Through different examples of the challenges that pastoralists face in Yarkhoon, he has introduced the idea of Rural Political Ecology, distinct from Urban Political Ecology, as a lens to look at socio-natural phenomena of rural areas that can help us understand the politics, nature, conflicts, and paradoxes of rural regions regarding resources management and livelihood options. Through this dissertation, he suggests that any external intervention regarding climate change, progress or school education in pastoral communities must not think as a “developmentalists” but as a pastoralist, because pastoral communities have a much deeper understanding of these local issues as their livelihood is closely knit with and highly dependent on the environment.
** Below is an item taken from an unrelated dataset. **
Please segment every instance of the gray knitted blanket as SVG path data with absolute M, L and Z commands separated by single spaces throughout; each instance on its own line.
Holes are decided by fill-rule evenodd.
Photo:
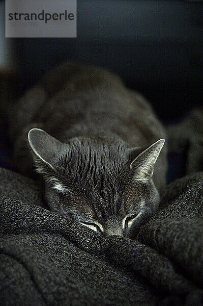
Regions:
M 203 172 L 168 185 L 135 240 L 104 237 L 0 169 L 0 305 L 203 305 Z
In 2021, Wahid Khan was awarded the IIS Doctoral Scholarship to pursue a PhD in Geography and the Environment at the University of Oxford. His thesis will explore an alternative discourse on commons, based on the Muslims’ approaches to the environment and climate change and the local wisdom, to the dominant literature around the legitimization of the land-grabbing of common lands from the local communities without considering the meaning and value of these areas or the impact on local pastoral livelihoods. Climate change, global warming, and natural disasters have made lives despondent for people around the globe.

Climate change and environmental degradation exacerbate the vulnerability of mountain communities, and it is necessary to document and study their catastrophic influence on the local communities living in such regions. This study represents the perspective of a local researcher from Chitral, Pakistan who argues that there is spiritual significance attached to the commons for the people and vice versa in Chitral. This project highlights local commons management in Chitral based on spiritual and religious beliefs, traditional practices, and environmental values. The commons are usually considered primarily within the field of economics, but in Chitral, it must be looked at as a melting pot of cultures, geographies, religious beliefs, communities, and More-Than-Humans (a term used in the field of Geography for non-human entities in nature, like trees, animals, etc). Hence, to study the commons and the indigenous relationship to the commons, a better understanding of pastoral land management which considers a spatial perspective, history, gender, caste, and power relations will be explored in this research contributing to the important topic of understanding of commons in vulnerable communities and their dependence and relation with the land amidst the drastic global climate change.

Previously, Wahid Khan worked as the head of the Chitral Heritage and Environmental Protection Society in which he motivated and activated youth to work for environmental stewardship in all major cities of Pakistan. He is also the founder of Chitral Academics Circle that is trying to attract more people in Chitral to engage in meaningful research. Last year, he worked with the Oxford University think tank on China-Pakistan Economic Corridor and this year Wahid is the Environment officer at Reuben College, Oxford.